Le 16 mars dernier, les étudiants du Master 2 de Criminologie ont eu le privilège d’accueillir Adeline Hazan, ancienne étudiante de l’institut de criminologie de Paris 2, magistrate de formation, ancienne députée européenne et maire de Reims, et aujourd’hui contrôleur général des lieux de privation de liberté depuis juillet 2014.

Institué par le législateur en 2007, le CGLPL se voit conférer le statut d’autorité administrative indépendante. Le contrôleur général est nommé pour une durée de six ans sans renouvellement, et est assisté d’un secrétaire général, d’une équipe administrative, d’une quarantaine de contrôleurs placés sous son autorité et de sept juristes en charge des sollicitations. Les sollicitations, plus de 4000 par an en moyenne, peuvent émaner des détenus, des patients ou même des professionnels de la psychiatrie.

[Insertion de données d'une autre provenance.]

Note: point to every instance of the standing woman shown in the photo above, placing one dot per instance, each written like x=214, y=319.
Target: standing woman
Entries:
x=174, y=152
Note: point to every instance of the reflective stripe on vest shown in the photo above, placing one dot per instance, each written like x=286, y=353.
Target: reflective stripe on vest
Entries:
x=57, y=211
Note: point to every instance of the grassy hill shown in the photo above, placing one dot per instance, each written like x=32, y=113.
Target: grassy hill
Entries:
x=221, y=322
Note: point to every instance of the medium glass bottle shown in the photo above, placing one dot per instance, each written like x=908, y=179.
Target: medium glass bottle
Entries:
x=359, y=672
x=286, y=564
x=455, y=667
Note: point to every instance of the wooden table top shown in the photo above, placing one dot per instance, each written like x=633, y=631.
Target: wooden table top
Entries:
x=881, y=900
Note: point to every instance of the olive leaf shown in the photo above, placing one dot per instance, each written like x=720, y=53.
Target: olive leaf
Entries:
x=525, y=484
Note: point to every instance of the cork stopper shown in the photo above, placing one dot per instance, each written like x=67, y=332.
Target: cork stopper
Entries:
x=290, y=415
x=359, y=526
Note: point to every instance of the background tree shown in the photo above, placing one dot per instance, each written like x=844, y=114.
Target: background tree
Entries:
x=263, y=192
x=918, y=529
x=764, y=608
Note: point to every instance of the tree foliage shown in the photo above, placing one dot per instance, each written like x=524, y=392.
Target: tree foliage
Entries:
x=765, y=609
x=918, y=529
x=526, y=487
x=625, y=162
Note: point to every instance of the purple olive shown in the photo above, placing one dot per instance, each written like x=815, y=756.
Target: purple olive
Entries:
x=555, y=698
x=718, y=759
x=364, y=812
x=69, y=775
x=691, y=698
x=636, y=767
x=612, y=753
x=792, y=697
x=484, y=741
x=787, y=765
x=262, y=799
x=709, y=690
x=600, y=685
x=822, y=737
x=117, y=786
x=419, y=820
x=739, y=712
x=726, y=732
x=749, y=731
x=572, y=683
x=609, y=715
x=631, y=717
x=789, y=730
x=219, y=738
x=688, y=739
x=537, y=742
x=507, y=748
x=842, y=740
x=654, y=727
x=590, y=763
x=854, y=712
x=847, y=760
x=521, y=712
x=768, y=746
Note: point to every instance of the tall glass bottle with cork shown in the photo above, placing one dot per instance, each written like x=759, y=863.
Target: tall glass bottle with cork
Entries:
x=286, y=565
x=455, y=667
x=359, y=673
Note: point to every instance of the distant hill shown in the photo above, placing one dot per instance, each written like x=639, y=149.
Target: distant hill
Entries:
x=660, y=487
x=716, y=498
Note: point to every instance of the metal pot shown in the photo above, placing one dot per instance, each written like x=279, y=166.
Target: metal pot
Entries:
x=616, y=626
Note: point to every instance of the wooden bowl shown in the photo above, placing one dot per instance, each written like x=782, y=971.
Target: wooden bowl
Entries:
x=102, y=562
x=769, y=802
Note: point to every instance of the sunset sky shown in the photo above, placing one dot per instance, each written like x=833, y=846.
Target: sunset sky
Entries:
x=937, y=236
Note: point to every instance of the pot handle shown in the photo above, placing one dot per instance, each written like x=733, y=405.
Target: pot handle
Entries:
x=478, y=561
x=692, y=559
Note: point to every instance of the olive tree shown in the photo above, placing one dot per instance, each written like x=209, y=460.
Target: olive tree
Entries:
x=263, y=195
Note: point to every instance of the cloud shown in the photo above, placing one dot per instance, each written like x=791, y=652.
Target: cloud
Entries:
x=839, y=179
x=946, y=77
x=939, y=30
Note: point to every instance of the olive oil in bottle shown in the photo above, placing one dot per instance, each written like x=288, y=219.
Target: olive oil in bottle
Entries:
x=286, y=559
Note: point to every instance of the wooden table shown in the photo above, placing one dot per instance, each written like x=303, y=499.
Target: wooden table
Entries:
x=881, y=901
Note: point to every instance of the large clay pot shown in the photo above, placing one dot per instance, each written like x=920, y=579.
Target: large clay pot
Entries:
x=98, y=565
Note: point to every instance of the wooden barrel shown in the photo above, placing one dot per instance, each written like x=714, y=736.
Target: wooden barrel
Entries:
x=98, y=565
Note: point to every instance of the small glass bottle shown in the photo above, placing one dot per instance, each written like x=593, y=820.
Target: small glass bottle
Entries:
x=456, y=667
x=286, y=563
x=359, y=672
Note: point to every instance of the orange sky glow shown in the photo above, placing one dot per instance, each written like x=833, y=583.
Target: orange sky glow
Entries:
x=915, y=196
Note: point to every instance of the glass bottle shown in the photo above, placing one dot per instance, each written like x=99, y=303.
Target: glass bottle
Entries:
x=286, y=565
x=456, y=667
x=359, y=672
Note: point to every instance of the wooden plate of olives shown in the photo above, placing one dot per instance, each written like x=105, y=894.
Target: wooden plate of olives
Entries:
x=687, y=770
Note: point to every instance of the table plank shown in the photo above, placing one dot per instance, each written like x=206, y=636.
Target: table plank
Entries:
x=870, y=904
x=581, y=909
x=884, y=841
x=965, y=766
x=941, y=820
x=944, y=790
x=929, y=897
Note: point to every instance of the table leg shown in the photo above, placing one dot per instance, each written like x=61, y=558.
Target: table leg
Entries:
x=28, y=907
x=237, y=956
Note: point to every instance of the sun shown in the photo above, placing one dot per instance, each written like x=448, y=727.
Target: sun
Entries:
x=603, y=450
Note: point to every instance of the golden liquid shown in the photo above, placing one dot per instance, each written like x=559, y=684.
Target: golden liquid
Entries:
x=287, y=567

Le contrôleur général peut visiter à tout moment, sur l’ensemble du territoire français, tout lieu où des personnes sont privées de leur liberté. Il s’agit notamment des établissements pénitentiaires, comme les maisons d’arrêt ou centres pénitentiaires, des établissements de santé, des locaux de garde à vue, des centres éducatifs fermés ou encore des centres de rétention administrative des étrangers. Sont ainsi visités environ 150 établissements par an : les contrôleurs sont en immersion totale, et l’équipe pluridisciplinaire comprend des magistrats, commissaires de police, ou agents pénitentiaires. Elle est systématiquement composée de professionnels qui connaissent le lieu dont ils ont la charge de contrôler.

Il ne s’agit pas de vérifier l’application de la loi, mais plutôt de s’assurer d’une application conforme de cette loi aux droits fondamentaux. Pour se faire, le CGLPL appréciera les cas de privations de liberté au regard d’un corpus de textes prédéterminé par ses soins et consacrant ces droits fondamentaux. Sa mission consiste donc à vérifier que les restrictions à ces droits soient proportionnées à l’impératif de sécurité.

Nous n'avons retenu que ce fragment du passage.